Your list is so short because you do not allow two of the special characters to be entered in a row. As long as piotreg's password pattern holds to that then your solution looks good to me. Otherwise, "I no more than U's" suggestions of

(s1|s2|s3|s4|s5|s6|s7|^|@| |*){5}
or
(s1|s2|s3|s4|s5|s6|s7|^|@| ){5}
(s1|s2|s3|s4|s5|s6|s7|^|@| ){4}
(s1|s2|s3|s4|s5|s6|s7|^|@| ){3}
(s1|s2|s3|s4|s5|s6|s7|^|@| ){2}

should work. Depending on computer speed and algorithms, even the 161,051 passwords contained in (s1|s2|s3|s4|s5|s6|s7|^|@| |*){5} can be tried at a decent speed. My Dual Xeon machine can do it in 16 minutes.
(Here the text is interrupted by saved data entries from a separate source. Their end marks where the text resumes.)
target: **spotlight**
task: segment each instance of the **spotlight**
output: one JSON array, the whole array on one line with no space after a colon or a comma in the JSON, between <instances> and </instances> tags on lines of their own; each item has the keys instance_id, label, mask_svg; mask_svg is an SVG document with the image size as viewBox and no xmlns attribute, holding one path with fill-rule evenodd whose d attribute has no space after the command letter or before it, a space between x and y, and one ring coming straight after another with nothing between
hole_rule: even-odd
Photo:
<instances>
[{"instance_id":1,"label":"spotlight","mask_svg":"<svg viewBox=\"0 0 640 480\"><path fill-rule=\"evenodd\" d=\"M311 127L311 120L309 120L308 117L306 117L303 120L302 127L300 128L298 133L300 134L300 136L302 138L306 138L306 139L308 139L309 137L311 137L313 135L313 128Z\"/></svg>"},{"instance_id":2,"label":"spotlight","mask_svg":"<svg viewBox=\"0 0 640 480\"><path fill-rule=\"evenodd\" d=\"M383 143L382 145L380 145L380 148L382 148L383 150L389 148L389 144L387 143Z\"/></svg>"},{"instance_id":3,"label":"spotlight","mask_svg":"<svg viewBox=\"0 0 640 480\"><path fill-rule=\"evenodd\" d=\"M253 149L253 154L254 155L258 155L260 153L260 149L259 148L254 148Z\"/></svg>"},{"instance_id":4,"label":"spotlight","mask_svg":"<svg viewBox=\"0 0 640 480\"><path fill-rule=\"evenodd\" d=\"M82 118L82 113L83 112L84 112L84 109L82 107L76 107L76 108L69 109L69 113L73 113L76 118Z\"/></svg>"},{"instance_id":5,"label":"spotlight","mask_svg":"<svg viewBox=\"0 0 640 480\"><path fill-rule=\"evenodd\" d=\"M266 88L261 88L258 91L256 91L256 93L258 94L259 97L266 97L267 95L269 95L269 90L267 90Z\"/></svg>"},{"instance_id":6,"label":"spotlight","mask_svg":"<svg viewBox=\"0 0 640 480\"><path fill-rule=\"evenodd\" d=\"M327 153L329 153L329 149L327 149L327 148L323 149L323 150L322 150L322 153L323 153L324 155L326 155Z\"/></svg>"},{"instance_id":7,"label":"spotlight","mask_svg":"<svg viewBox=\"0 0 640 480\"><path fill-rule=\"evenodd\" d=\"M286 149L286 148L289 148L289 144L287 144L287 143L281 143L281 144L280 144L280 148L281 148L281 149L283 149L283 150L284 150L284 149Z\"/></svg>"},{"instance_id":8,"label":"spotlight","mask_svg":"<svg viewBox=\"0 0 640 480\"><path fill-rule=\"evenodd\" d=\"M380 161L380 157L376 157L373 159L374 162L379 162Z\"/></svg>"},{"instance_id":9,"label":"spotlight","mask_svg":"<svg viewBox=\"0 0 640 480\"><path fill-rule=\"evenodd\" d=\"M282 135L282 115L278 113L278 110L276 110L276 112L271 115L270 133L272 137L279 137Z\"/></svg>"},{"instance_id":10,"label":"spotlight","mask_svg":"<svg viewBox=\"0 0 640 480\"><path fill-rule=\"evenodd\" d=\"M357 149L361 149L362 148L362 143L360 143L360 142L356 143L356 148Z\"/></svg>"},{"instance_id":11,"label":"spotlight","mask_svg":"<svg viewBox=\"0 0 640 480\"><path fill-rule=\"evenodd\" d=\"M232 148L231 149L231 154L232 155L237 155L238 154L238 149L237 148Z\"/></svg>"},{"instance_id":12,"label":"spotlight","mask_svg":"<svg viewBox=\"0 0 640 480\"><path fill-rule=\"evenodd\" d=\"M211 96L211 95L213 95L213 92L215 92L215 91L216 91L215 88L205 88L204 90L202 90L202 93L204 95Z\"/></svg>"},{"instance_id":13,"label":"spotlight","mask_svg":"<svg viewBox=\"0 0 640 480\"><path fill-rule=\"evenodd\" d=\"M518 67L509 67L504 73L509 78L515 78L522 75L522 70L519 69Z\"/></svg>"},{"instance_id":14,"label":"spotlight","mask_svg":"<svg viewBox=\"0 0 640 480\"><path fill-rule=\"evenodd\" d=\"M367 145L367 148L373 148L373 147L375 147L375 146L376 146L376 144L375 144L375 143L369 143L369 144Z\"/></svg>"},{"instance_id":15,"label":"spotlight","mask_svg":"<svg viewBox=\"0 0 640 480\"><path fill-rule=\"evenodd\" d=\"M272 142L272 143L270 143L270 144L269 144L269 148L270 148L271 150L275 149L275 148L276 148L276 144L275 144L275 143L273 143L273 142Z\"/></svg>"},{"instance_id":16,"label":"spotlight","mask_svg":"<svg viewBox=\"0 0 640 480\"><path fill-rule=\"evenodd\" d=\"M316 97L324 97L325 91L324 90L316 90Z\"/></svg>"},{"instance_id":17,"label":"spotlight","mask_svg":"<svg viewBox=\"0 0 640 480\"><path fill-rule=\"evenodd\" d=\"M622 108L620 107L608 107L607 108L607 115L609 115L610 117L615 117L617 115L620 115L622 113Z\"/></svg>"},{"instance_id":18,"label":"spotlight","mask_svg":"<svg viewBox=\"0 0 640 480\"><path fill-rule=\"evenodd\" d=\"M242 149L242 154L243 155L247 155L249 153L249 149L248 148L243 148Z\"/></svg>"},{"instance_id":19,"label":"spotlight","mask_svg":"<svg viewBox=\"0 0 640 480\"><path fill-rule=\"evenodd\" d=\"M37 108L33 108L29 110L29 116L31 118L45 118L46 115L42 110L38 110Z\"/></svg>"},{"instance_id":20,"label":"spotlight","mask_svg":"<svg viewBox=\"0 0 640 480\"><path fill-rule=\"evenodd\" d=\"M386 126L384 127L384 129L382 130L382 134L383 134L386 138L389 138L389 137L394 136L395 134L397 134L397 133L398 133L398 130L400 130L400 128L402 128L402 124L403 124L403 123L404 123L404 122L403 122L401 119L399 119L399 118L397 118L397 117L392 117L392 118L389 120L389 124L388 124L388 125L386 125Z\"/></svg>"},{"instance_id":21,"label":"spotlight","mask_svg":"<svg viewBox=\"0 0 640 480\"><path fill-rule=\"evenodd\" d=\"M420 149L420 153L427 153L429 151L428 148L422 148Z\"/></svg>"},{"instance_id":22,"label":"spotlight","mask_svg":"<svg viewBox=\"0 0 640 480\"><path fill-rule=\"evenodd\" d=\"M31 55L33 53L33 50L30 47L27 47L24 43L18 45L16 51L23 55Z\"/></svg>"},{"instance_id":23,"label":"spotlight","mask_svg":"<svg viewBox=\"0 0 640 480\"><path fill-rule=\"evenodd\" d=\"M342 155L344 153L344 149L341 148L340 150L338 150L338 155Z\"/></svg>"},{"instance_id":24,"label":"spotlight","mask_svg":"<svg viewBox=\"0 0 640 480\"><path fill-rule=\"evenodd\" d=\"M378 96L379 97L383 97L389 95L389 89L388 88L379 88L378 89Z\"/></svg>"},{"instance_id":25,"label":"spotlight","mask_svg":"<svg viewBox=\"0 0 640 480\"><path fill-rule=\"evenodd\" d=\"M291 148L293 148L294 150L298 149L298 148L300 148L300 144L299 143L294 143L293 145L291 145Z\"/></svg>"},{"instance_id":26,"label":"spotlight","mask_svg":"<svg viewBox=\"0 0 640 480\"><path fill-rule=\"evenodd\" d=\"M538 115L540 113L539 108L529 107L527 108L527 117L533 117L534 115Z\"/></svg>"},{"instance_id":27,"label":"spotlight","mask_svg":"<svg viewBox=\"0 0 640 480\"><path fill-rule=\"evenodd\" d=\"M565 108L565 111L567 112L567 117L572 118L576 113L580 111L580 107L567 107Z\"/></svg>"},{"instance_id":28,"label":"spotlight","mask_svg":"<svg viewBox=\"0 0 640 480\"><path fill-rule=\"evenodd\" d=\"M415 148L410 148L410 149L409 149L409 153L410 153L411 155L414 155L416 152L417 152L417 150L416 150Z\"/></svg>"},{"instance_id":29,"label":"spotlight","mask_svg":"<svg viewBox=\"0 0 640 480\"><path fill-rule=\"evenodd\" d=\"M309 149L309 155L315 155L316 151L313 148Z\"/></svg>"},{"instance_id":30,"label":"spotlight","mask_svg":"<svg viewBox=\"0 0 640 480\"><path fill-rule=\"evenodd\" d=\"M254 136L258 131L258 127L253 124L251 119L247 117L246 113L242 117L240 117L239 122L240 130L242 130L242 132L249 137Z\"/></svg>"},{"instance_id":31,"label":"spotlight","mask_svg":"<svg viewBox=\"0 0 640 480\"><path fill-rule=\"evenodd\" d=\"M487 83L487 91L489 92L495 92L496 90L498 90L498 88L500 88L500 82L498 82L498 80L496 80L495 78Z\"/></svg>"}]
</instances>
My old Pentium 4 can do it in about 4.5 hours.

 

But if you open the saved word list in notepad and replace the * character with nothing...

*s1@s2* (#S#S#)
becomes
s1@s2 (S#S)

 

Yes, probably a good idea...something like \0 to represent a null?

 

I have a related question.

Brutus asks for a dictionary or password pattern. Is there a dictionary you would recommend that I could download, and then select it as the dictionary? Perhaps a "Most commonly used" type of wordlist?

 

How about **null**, or something that would be very unlikely to be used in a password?